Roanoke Times Copyright (c) 1995, Landmark Communications, Inc. DATE: WEDNESDAY, June 2, 1993 TAG: 9306020231 SECTION: VIRGINIA PAGE: B-1 EDITION: METRO SOURCE: LON WAGNER STAFF WRITER DATELINE: LENGTH: Medium
Board members had thought their grappling with the budget - which includes a 20 percent increase in the real estate tax rate - was over. But the error will make them re-evaluate much of the budget.
"It was a hell of a big mistake," Rocky Mount District Supervisor Gus Forry said. "At first I thought, `How can we make up something like that?' But I think we'll be all right."
The accounting mix-up occurred when last year's spending figures - instead of the coming year's projected spending numbers - were used in developing the budget.
Board Vice Chairwoman Lois English said the $28.6 million erroneously plugged into the budget as the amount the schools would receive was even less than the schools got last year. "I don't know how that number got in there," English said.
Board members did not fault any individual for the mistake; instead they said having to hire a new county administrator in the middle of budget number-crunching forced them to rush the process.
Using the lower figures at a work session last week, the supervisors thought they finally had worked out the budget's problems.

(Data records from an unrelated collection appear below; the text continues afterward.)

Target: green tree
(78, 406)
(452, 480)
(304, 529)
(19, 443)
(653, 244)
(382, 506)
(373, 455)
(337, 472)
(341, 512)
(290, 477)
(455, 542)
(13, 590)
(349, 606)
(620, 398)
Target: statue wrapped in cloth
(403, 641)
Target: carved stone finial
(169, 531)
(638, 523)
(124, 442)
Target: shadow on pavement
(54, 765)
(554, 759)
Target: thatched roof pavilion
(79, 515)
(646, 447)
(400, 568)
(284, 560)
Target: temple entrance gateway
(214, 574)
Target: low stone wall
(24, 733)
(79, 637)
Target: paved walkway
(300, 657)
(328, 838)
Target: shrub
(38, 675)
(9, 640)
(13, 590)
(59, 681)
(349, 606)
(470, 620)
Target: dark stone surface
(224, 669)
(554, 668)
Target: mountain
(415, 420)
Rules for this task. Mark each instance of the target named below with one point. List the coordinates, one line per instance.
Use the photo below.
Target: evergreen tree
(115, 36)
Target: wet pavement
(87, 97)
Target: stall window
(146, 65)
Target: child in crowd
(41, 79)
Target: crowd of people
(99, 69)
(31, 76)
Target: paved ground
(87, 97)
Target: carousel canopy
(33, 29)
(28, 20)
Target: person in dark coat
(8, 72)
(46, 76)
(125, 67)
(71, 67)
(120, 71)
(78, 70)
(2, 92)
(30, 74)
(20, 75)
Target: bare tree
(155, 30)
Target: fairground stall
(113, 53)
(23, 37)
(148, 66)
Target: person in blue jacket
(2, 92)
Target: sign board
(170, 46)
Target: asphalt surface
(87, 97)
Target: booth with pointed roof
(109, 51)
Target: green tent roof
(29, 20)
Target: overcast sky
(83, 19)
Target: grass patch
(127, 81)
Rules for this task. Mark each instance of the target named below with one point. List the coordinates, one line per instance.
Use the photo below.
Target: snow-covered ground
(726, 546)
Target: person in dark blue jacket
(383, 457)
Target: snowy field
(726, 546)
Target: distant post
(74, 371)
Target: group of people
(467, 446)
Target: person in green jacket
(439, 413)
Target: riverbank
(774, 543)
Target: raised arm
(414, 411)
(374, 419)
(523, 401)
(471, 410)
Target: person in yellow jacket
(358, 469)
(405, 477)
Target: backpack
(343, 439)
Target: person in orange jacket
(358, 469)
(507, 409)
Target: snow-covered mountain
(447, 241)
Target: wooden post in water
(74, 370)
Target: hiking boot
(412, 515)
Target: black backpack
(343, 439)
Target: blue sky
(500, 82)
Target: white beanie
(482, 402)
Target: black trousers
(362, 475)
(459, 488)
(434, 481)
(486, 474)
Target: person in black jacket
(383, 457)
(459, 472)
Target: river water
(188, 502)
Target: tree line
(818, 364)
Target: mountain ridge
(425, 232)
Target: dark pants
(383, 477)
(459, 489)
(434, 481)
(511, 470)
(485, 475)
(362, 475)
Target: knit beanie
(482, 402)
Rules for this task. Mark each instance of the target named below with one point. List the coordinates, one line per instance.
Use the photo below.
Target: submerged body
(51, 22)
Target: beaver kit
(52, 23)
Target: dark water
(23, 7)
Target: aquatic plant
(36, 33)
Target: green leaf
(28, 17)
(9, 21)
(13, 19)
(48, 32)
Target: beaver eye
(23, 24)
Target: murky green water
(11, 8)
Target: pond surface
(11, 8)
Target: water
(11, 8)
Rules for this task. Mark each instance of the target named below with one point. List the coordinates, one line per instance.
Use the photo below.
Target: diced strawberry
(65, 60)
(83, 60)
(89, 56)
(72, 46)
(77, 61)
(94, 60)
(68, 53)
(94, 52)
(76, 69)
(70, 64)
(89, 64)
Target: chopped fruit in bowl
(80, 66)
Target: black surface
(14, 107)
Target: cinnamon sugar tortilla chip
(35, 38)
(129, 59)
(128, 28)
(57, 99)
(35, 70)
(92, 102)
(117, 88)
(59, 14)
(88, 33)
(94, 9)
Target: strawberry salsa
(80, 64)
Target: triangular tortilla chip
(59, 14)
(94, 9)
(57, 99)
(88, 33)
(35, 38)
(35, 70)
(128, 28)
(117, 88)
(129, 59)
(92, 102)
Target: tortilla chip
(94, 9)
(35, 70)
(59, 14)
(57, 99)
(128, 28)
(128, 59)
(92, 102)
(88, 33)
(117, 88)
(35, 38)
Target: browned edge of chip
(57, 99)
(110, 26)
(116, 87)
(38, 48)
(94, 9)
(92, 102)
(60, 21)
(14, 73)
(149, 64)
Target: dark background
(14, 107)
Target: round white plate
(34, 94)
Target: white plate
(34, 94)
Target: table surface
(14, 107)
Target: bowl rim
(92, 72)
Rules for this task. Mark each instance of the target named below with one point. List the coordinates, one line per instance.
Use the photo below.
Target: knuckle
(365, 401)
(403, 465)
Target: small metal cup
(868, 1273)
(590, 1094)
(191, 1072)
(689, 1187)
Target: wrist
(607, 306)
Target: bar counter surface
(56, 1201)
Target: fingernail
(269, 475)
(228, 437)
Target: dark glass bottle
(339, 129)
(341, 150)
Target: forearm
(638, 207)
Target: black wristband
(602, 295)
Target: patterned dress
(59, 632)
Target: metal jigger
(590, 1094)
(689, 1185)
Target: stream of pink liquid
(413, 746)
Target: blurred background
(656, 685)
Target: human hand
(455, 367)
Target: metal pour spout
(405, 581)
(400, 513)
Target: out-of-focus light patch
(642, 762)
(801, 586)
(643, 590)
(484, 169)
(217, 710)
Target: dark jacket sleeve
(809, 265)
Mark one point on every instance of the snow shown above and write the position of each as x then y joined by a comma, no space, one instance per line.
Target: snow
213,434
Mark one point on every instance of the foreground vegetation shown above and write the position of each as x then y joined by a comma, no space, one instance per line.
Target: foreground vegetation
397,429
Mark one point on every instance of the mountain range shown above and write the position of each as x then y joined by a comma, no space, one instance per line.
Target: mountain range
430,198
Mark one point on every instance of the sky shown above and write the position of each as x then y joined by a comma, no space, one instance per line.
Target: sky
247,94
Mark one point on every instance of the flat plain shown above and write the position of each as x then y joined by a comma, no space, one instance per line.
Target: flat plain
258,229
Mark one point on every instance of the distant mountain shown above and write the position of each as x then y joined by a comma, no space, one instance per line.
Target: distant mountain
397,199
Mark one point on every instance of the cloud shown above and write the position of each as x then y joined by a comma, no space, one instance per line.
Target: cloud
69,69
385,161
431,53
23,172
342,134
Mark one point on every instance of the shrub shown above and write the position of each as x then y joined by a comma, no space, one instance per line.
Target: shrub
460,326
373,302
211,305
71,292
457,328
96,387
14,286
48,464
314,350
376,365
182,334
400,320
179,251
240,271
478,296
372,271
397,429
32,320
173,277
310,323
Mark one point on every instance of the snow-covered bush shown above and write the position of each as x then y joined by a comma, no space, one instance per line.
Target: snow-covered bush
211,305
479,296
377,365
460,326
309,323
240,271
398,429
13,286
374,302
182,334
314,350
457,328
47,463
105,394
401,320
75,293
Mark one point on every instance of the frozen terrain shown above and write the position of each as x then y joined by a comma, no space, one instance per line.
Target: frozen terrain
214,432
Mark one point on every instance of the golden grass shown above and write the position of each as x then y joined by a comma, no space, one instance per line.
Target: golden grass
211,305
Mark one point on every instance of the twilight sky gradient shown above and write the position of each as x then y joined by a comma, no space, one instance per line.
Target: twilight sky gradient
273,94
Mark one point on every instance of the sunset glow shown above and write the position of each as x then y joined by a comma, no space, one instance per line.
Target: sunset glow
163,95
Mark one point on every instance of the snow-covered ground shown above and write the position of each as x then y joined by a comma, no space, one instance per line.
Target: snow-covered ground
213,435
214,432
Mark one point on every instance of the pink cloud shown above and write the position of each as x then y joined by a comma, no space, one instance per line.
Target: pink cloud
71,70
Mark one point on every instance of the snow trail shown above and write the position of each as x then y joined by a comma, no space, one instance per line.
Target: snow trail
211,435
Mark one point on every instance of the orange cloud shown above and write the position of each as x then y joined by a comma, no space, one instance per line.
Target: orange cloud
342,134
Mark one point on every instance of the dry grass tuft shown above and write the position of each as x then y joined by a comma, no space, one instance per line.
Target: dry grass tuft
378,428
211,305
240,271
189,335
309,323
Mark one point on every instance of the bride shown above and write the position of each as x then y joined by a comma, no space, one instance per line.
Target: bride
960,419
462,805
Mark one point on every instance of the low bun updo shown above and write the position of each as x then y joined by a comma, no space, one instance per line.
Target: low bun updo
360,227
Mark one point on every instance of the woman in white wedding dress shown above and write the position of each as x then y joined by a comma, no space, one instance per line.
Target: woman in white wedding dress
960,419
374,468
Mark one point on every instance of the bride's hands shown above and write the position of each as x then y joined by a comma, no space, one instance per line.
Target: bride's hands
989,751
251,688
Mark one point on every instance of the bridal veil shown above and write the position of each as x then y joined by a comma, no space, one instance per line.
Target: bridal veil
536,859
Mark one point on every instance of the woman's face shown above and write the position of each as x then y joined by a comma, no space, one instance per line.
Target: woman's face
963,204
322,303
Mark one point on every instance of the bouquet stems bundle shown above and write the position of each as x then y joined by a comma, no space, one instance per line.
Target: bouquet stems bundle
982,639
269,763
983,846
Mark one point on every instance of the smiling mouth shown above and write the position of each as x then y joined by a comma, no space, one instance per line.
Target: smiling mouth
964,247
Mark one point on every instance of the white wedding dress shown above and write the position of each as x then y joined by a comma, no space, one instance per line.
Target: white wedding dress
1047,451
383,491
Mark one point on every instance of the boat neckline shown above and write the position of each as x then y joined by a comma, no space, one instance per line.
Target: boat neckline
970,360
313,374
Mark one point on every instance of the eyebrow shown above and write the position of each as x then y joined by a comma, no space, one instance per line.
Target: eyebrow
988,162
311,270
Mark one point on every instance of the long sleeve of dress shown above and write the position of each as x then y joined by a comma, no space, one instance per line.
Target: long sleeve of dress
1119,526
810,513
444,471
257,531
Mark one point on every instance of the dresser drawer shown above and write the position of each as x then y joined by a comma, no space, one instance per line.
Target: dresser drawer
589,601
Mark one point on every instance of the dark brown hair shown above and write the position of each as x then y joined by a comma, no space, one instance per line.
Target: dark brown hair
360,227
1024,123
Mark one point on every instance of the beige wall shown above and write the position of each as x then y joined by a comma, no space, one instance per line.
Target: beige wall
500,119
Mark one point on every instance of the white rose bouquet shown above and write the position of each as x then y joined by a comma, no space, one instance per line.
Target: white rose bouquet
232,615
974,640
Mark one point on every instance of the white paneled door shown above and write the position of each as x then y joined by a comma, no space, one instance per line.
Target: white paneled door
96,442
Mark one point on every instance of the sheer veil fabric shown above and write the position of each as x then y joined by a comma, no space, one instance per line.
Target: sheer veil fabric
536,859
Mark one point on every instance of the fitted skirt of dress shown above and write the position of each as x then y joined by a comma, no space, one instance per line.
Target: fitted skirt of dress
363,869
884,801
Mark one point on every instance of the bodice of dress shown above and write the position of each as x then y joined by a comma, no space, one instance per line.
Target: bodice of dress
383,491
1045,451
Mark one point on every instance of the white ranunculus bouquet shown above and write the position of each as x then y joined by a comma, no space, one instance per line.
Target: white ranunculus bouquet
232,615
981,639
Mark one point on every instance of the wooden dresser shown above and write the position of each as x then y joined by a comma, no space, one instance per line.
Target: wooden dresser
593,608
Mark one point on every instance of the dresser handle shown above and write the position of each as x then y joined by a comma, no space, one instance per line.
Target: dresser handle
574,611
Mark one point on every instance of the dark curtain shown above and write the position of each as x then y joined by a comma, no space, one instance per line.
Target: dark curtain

In fact, board Chairman Wayne Angell said he thought the county was sitting pretty.
"Though we had a couple days of joyful thinking, we were mistaken," Angell said.
The supervisors said they were notified of the problem when an official with the school system phoned to let them know that the amount budgeted for the schools fell far short of the $1.5 million in additional local money the school system had been promised.
The supervisors already have advertised their plans to raise the real estate tax rate from 50 cents to 60 cents per $100. Angell and other board members said the $2.5 million blunder would not force them to further increase the tax rate, but would make them wipe out items they had included to prepare for the future.
The $150,000 budgeted for economic development and nearly $500,000 budgeted for future needs like a new county landfill will have to be reduced or even eliminated, Angell said. The county's contingency fund probably will have to be reduced from the $466,000 budgeted, he said.
The board has called a special meeting Thursday to work on the budget, which is scheduled to take effect July 1. A public hearing on the budget and 10-cent tax rate increase has been scheduled for June 21.
With the exception of the school budget, which the School Board already has approved, all other aspects of the $42 million budget will be open for discussion - and paring - Thursday. Angell said the result will have to be a "tight, tight budget."
Despite the hard time explaining how a $2.5 million error could occur, English said the mistake shows that "we all make errors."
"I'm just glad it was found now instead of next year at this time," she said.